Seeing his life through the lens of his art, and vice versa, is second nature to Ben-Ner—even his politics are influenced by it. As he said in an interview in Italy before an exhibition at Genoa’s Pinksummer gallery in early 2009: “I would propose, in the nature of my recent divorce, that Israelis should divorce from the land of Israel. Jewish people are better off homeless. We are much more productive like that.”

Ben-Ner’s productivity comes despite this latest reversal of fortune—winning a commission that ended up being more of an obligation than a blessing.

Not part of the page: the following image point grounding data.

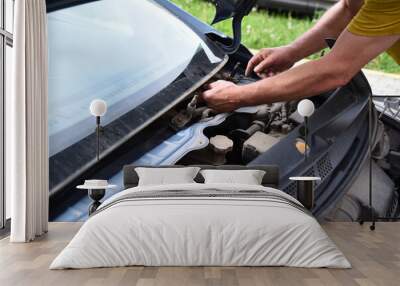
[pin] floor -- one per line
(375, 257)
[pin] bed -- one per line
(201, 224)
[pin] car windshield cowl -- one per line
(141, 68)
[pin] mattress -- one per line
(201, 225)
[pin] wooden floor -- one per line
(375, 257)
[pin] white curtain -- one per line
(26, 124)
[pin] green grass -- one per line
(263, 29)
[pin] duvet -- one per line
(201, 225)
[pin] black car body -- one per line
(148, 133)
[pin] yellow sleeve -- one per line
(378, 18)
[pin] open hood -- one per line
(236, 9)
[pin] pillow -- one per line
(245, 177)
(166, 176)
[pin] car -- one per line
(149, 60)
(308, 7)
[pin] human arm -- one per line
(270, 61)
(350, 53)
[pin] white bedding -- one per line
(190, 231)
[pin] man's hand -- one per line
(222, 96)
(271, 61)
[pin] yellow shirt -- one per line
(379, 18)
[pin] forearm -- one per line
(299, 82)
(331, 24)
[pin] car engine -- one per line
(244, 134)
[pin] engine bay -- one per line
(244, 134)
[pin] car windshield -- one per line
(123, 52)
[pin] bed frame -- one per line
(271, 177)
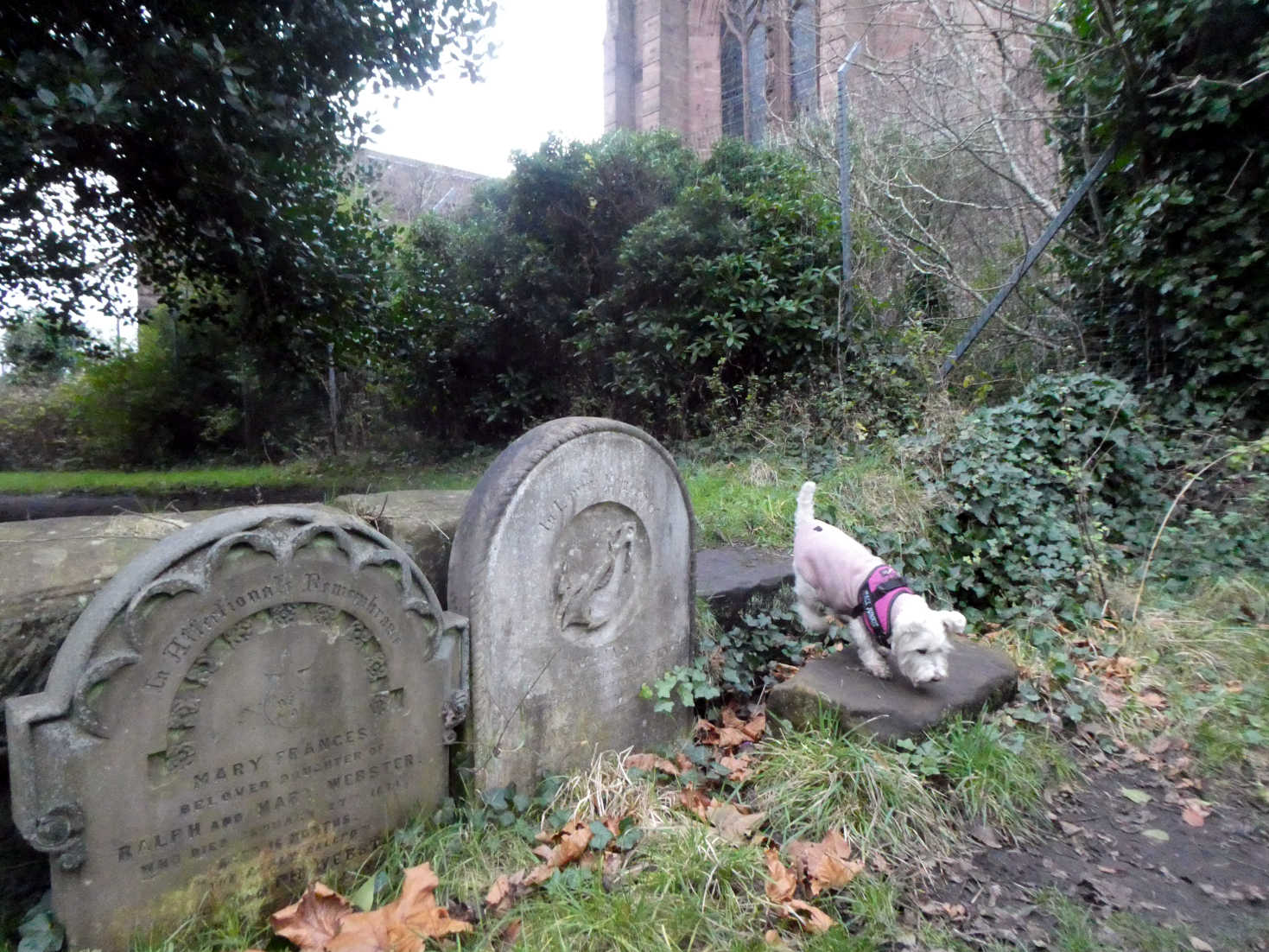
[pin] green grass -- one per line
(1209, 654)
(332, 479)
(911, 805)
(752, 502)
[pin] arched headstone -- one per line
(257, 695)
(574, 567)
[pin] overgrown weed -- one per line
(1207, 652)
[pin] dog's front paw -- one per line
(877, 668)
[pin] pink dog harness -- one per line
(848, 578)
(877, 600)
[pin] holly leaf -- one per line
(363, 897)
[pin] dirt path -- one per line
(1142, 838)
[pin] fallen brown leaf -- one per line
(403, 925)
(825, 865)
(738, 767)
(511, 935)
(735, 824)
(755, 727)
(782, 884)
(697, 801)
(315, 919)
(814, 921)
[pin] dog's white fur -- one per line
(919, 635)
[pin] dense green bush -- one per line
(492, 302)
(1171, 279)
(35, 429)
(719, 295)
(625, 278)
(191, 390)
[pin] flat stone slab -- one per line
(977, 676)
(727, 578)
(422, 522)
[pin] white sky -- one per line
(547, 75)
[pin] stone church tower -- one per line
(739, 67)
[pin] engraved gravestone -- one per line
(574, 565)
(256, 697)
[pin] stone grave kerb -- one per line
(52, 734)
(536, 524)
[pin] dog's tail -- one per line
(805, 506)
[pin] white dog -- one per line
(835, 576)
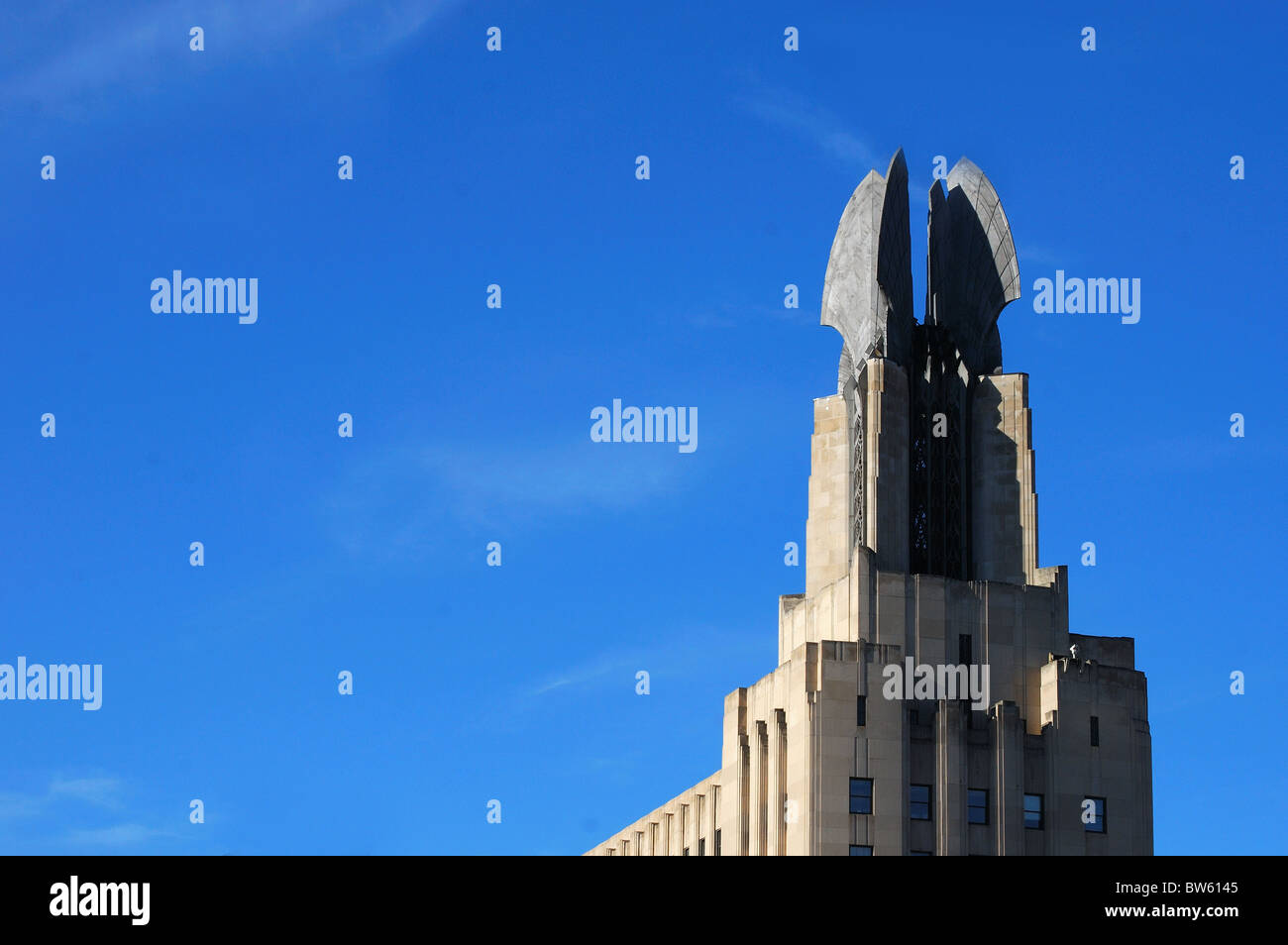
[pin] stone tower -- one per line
(922, 575)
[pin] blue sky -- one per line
(471, 424)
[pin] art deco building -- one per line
(922, 542)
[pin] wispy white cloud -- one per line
(101, 791)
(108, 50)
(117, 836)
(395, 502)
(811, 121)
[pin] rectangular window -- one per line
(1094, 821)
(918, 802)
(861, 795)
(1033, 812)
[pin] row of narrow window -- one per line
(914, 718)
(977, 806)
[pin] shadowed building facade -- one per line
(922, 550)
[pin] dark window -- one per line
(1096, 823)
(861, 795)
(1033, 812)
(918, 802)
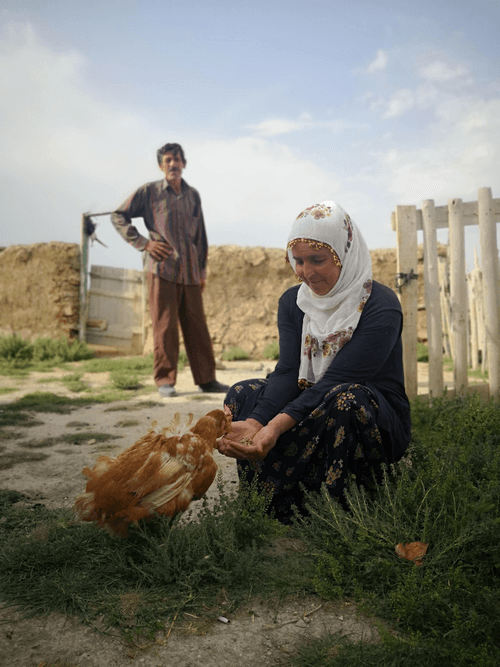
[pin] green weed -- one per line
(445, 493)
(165, 567)
(272, 351)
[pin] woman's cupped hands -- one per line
(248, 440)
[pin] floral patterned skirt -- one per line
(338, 439)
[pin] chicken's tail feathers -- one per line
(175, 428)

His family, once the centerpiece and motivation behind his films, is absent, replaced by the cares of a single man traveling alone with his camera. Standing by the installation ofTreehouse Kit at a press event at the Tel Aviv Museum of Art’s Helen Rubenstein Pavilion in early September, Ben-Ner told AAP that he still had nine more round trips to complete but was confident that the new work would be done by November. Asked what he thinks of Tolstoy’s famous opening to Anna Karenina about unhappy families, Ben-Ner replied: “I love Tolstoy’s premise, but I think the reality is usually less romantic; meaning, you are not the only unhappy person but also not unique in your sadness. As for my own family, I cannot tell you how unique it is. I don’t have a different one to compare it with—it seems normal to me. But if we do seem unique, I guess in many ways we are also unhappy.”